Medicare Open Enrollment through December 7: Be sure to check the changes to your plan, especially those in Medicare Advantage and Part D drug plans. It might benefit you to make a switch, especially if your meds, your health or your doctors have changed. A good place to contact if you need some help in figuring the best options for you is www.65incorporated.com developed by a nurse and her daughter. They do not sell insurance, just advice. The Medicare Plan Finder run by the federal government to compare plans is another option.
Featured Artist - Nancy M. Alberte
Nancy has always been interested in art and has let her creative juices flow in many directions from handcrafts to painting. Recently, her transition from watercolors to acrylics led to a new passion: “fluid art.” Fluid Art uses thin paints and various techniques like pouring or sprinkling, instead of traditional brushwork, to create one-of-a-kind pieces. The paint seems to come alive on canvas or other objects she “upcycles” such as tiles, tables, and vases, giving them new life and purpose.
Her current focus is on creating large flowing pieces each telling a unique, vibrant visual story.
Nancy sees the world through colored glasses and is inspired by all that is around her. Visit our office for a look at a variety of her dazzling works.
Liberty Gives Back:
In the past, Team Liberty has participated in various local community fundraising or support events from building homes with Habitat for Humanity, to food drives, to Special Olympics, and more.
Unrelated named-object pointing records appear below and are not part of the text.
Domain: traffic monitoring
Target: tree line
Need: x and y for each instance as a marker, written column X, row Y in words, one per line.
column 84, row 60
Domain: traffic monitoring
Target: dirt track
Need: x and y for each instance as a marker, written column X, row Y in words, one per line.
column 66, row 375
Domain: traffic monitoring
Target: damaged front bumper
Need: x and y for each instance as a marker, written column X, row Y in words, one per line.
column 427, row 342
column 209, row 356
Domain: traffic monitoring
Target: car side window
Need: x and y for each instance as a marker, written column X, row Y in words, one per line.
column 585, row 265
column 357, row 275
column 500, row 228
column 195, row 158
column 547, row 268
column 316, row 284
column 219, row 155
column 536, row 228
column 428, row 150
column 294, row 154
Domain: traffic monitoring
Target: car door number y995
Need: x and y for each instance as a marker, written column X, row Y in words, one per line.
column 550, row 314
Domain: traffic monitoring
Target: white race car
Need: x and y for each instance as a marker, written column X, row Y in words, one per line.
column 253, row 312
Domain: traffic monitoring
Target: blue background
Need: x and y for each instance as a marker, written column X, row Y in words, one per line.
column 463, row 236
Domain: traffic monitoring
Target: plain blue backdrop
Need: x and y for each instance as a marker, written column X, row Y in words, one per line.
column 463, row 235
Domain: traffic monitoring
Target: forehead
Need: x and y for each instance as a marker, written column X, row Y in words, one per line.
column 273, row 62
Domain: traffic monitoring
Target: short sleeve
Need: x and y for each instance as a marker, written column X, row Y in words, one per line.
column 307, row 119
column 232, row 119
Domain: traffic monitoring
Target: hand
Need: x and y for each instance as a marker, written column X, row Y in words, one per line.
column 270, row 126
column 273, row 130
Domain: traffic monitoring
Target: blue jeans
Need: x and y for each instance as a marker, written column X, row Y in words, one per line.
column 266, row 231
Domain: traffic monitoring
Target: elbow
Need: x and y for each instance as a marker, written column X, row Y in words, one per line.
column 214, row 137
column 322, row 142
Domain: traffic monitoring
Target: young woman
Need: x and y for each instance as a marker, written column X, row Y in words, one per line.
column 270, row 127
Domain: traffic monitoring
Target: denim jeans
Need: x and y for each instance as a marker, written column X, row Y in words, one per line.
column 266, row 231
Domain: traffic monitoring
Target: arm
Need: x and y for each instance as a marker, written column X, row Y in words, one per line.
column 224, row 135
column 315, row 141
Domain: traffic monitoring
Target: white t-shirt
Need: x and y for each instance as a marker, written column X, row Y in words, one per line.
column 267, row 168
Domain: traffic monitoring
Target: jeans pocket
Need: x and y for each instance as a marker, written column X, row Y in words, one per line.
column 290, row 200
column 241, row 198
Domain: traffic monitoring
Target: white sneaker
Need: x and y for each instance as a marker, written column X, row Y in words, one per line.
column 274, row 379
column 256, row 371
This year many opportunities have been cancelled, postponed or gone virtual, but here is some of what we did as a company this past quarter:
Team Liberty participated in this year’s virtual Briggs & Al’s Run & Walk for Children’s Hospital Wisconsin. (We did not run, we all walked!) We each totaled at least 8k but Tom won in distance as usual!
June added to “giving back” by taking part in the Walk to End Alzheimer’s Washington County with an additional 8k done in spurts with her cane and dog!
Planning Notes by June Ann Schroeder RN, CFP®
SECURE Act updates:
Keep saving: You are no longer prohibited from contributing to an IRA if you are over 70 ½ and earning “compensation.” Talk with us about whether it would be better to add to your Roth instead!
Kiddie Tax: Back to the old rules! Income for children under 18 now to be taxed at parents’ marginal rate again.
Stretch IRA: Gone for most. Revisit your estate plan to maximize benefits for your heirs since except for a few exceptions most will have to liquidate their inherited IRA in 10 years.
CARES Act Benefit: Even if you don’t itemize and use the new standard deduction, you can deduct up to $300 per tax return for cash charity contributions on your 2020 return!
STIMULUS Payments: Designated as prepaid tax credits, they are not taxable on your 2020 returns!
FAFSA: Time to fill out the FAFSA application for the 2021-2022 school year. We recommend that ALL who have college bound students complete this no matter what your income level.
This year, funds withdrawn from 529 plans can be used to pay down student loans which might be an option if tuition was lowered due to virtual learning.